Lenie, notre fille de 14 ans, souffre d’épilepsie pharmacorésistante. Grâce au combat que nous menons depuis 8 ans, le nombre de crises a diminué, mais aussi leur gravité.
Lenie n’a pas plus de risque que les autres de contracter le coronavirus, mais le fait d’être malade et d’avoir de la fièvre augmente le risque de crises. Nous en avons fait l’expérience à de nombreuses reprises par le passé, à notre grand regret. Il va sans dire que nous ne voulons pas revenir à la situation initiale : elle a dû être réanimée à deux reprises en raison d’un état épileptique réfractaire (crises persistantes de longue durée).
Ici, tout le monde est donc sur le pont depuis le mercredi 11 mars, afin de tenir à distance cet affreux virus.
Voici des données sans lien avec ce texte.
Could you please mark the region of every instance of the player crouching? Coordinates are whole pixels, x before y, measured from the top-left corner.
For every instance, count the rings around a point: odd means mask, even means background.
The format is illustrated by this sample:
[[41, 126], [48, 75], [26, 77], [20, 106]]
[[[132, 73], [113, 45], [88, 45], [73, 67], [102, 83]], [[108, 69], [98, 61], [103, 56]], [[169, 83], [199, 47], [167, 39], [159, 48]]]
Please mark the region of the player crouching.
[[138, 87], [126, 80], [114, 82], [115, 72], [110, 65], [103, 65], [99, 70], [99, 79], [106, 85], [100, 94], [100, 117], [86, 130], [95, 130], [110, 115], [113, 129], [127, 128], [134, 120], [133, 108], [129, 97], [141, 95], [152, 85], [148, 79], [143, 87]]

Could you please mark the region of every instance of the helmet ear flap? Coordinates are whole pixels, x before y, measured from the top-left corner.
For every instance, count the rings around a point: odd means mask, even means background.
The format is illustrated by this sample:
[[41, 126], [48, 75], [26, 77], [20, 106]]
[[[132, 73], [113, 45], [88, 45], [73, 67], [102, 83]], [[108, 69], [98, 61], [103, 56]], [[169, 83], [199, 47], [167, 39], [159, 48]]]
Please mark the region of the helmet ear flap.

Depuis ce jour, Lenie ne fréquente plus son établissement d’enseignement spécialisé, son frère est à la maison et son papa fait du télétravail. Personne ne franchit plus la porte, même pas l’aide à domicile.
Nous nous lavons les mains comme jamais auparavant, avec de l’eczéma à la clé, mais ce n’est qu’un moindre mal :-). Nous rationalisons au maximum le nombre de visites au supermarché, tandis que les masques et les gants semblent faire partie de notre garde-robe depuis des années.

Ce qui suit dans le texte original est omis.